POLITICS
11/19/2013 04:10 pm ET Updated Nov 19, 2013

Retailers Who Open On Thanksgiving Day Are History's Greatest Monsters

Mike Foley, who represents Cleveland in the Ohio House of Representatives, is an important hero in this land of ours. Foley has taken a stand against a scourge that comes to America each November -- Black Friday. Black Friday used to be known colloquially, as the day that major retailers finally went "into the black" on their balance sheets for the year, owing to the fact that the Friday after Thanksgiving is a major Christmas shopping day.

But over time, we have somehow allowed Black Friday to encroach upon Thanksgiving Day, and now, many major chains are opening their doors on what is traditionally America's happy family holiday, forcing their low-wage workers to leave their homes and loved ones to come into work, nearly get trampled to death, and then sell toasters to massive crowds of angry shoppers.

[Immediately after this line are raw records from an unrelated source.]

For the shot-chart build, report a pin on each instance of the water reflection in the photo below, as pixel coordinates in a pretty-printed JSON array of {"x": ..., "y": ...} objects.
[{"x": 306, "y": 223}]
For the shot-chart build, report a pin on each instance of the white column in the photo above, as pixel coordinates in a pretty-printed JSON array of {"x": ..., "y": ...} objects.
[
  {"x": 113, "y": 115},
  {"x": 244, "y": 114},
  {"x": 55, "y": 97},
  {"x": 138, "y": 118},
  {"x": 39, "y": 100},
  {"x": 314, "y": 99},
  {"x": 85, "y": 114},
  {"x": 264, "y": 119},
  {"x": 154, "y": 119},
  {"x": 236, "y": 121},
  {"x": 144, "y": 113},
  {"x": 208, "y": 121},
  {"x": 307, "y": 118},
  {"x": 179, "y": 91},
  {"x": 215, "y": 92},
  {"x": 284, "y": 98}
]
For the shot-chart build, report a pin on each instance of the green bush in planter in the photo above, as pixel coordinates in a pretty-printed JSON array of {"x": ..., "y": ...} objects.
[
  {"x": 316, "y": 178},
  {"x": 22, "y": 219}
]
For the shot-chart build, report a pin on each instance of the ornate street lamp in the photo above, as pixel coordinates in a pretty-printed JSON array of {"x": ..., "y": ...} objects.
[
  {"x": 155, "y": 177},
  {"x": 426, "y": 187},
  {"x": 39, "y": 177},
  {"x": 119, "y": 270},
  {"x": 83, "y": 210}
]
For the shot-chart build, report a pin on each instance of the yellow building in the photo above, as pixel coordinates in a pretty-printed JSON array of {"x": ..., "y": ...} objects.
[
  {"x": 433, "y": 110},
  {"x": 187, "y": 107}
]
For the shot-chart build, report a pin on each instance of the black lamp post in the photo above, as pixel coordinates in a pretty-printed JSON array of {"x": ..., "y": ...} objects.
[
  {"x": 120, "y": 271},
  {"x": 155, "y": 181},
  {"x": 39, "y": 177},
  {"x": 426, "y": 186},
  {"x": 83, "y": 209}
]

This is a problem I had the pleasure of going on HuffPost Live to discuss, in the video above. Foley is the solution to this problem, if more lawmakers across the country show the same amount of courage and compassion.

Of this monstrous new tradition, Foley says, "It's just disgusting." That is 100 percent accurate. So Foley is going to try to help in some small way by making sure that those who leave their homes on Thanksgiving Day to toil in this horror show at least get fantastically well-compensated. As Jillian Berman reported:

Foley, a Democrat representing Cleveland in the Ohio House of Representatives, plans to introduce a bill in the next several weeks requiring that stores open on Thanksgiving pay their workers triple time. The bill would also protect workers from retaliation if they opt out of working the holiday. Foley’s proposal comes as retailers like Kmart, Target, Walmart and Macy’s are kicking off Black Friday deals on Thanksgiving Day.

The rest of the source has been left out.